You can try out a few tricks employed by folks at Lynx Analytics...
Daniel Darabos gave some details at Spark Summit:
https://www.youtube.com/watch?v=zt1LdVj76LU&index=13&list=PL-x35fyliRwhP52fwDqULJLOnqnrN5nDs
On 22.7.2015. 17:00, Louis Hust wrote:
My code like below:
Map<String, String> t11opt = new HashMap<String, String>();
t11opt.put("url", DB_URL);
t11opt.put("dbtable", "t11");
DataFrame t11 = sqlContext.load("jdbc", t11opt);
t11.registerTempTable("t11");
.......the same for t12, t21, t22
DataFrame t1 = t11.unionAll(t12);
t1.registerTempTable("t1");
DataFrame t2 = t21.unionAll(t22);
t2.registerTempTable("t2");
for (int i = 0; i < 10; i ++) {
System.out.println(new Date(System.currentTimeMillis()));
DataFrame crossjoin = sqlContext.sql("select txt from
t1 join t2 on t1.id <http://t1.id> = t2.id <http://t2.id>");
crossjoin.show();
System.out.println(new Date(System.currentTimeMillis()));
}
Where t11,t12, t21,t22 are all table dataframe load from jdbc of
mysql database which is at local with the spark job.
But each loop execute about 3 seconds. i do not know why cost so many
time?
2015-07-22 19:52 GMT+08:00 Robin East <robin.e...@xense.co.uk
<mailto:robin.e...@xense.co.uk>>:
Here’s an example using spark-shell on my laptop:
sc.textFile("LICENSE").filter(_ contains "Spark").count
This takes less than a second the first time I run it and is
instantaneous on every subsequent run.
What code are you running?
On 22 Jul 2015, at 12:34, Louis Hust <louis.h...@gmail.com
<mailto:louis.h...@gmail.com>> wrote:
I do a simple test using spark in standalone mode(not cluster),
and found a simple action take a few seconds, the data size is
small, just few rows.
So each spark job will cost some time for init or prepare work no
matter what the job is?
I mean if the basic framework of spark job will cost seconds?
2015-07-22 19:17 GMT+08:00 Robin East <robin.e...@xense.co.uk
<mailto:robin.e...@xense.co.uk>>:
Real-time is, of course, relative but you’ve mentioned
microsecond level.
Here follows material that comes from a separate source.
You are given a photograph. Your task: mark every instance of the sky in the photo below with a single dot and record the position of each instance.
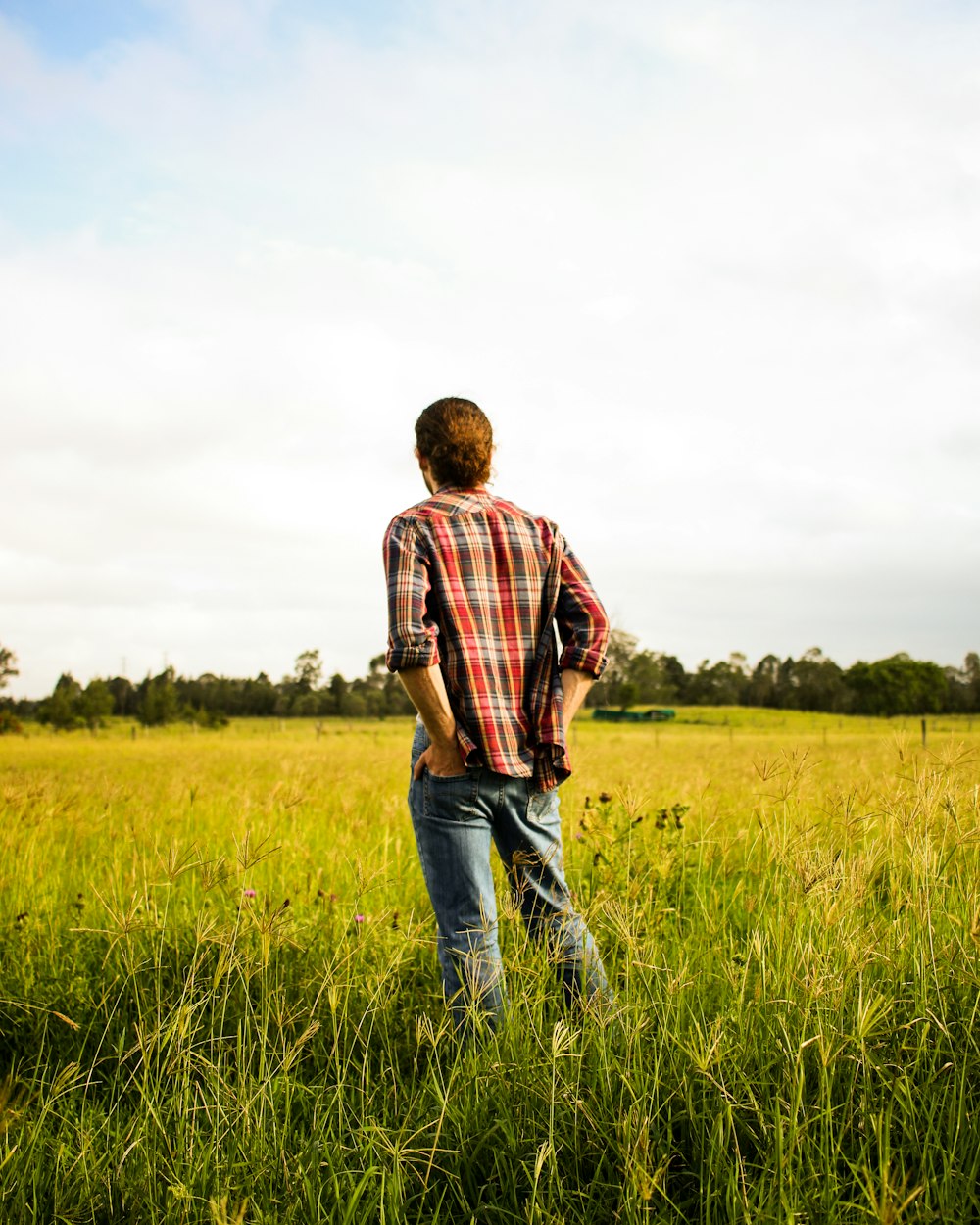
(710, 269)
Spark is designed to process large amounts
of data in a distributed fashion. No distributed system I
know of could give any kind of guarantees at the microsecond
level.
Robin
> On 22 Jul 2015, at 11:14, Louis Hust <louis.h...@gmail.com
<mailto:louis.h...@gmail.com>> wrote:
>
> Hi, all
>
> I am using spark jar in standalone mode, fetch data from
different mysql instance and do some action, but i found the
time is at second level.
>
> So i want to know if spark job is suitable for real time
query which at microseconds?